Pulmonary vasoreactivity is altered in neonatal pulmonary inflammatory diseases such as bronchopulmonary dysplasia, which can lead to ventilation‐perfusion (V/Q) mismatch. Mitogen‐activated protein kinase phosphatase (MKP‐1) is essential in limiting the pro‐inflammatory response to lipopolysaccharide (LPS).
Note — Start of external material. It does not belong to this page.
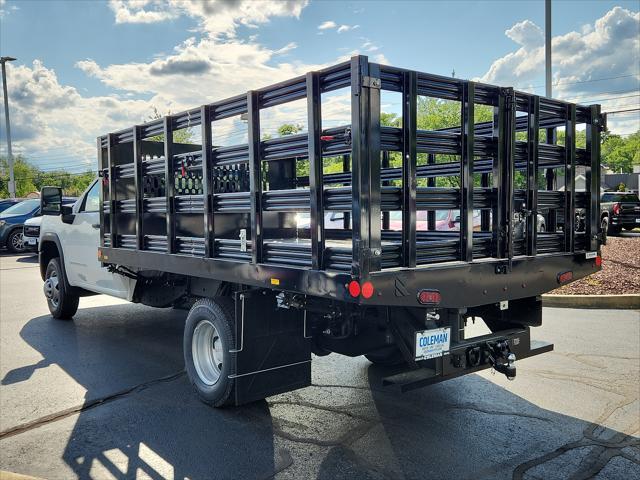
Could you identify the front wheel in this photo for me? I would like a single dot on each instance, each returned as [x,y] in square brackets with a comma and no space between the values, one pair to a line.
[15,242]
[62,304]
[208,339]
We hypothesized that LPS treatment in Mkp‐1−/− mice would result in altered pulmonary vasomotor tone due to augmented expression of inducible nitric oxide synthase (iNOS). We tested this hypothesis by treating Mkp‐1−/− mice and their wildtype littermates with 5 mg/kg LPS ip at 1 and 12 h prior to lung isolation and perfusion. Exhaled NO (exNO) was collected at the 12 h time point and measured. We found that baseline PVR was not different in lungs isolated from untreated Mkp‐1−/− mice or their wildtype littermates. However, baseline PVR was lower at 1 h in lungs from LPS treated Mkp‐1−/− mice compared to their wildtype littermates. ExNO was greater in isolated lungs from Mkp‐1−/− mice compared to their wildtype littermates. These results demonstrate that deficiency of MKP‐1 results in lower PVR, which is mediated by augmented pulmonary NO production. We speculate that targeting iNOS gene expression early in pro‐inflammatory states will prevent altered pulmonary vasomotor reactivity and improve V/Q matching.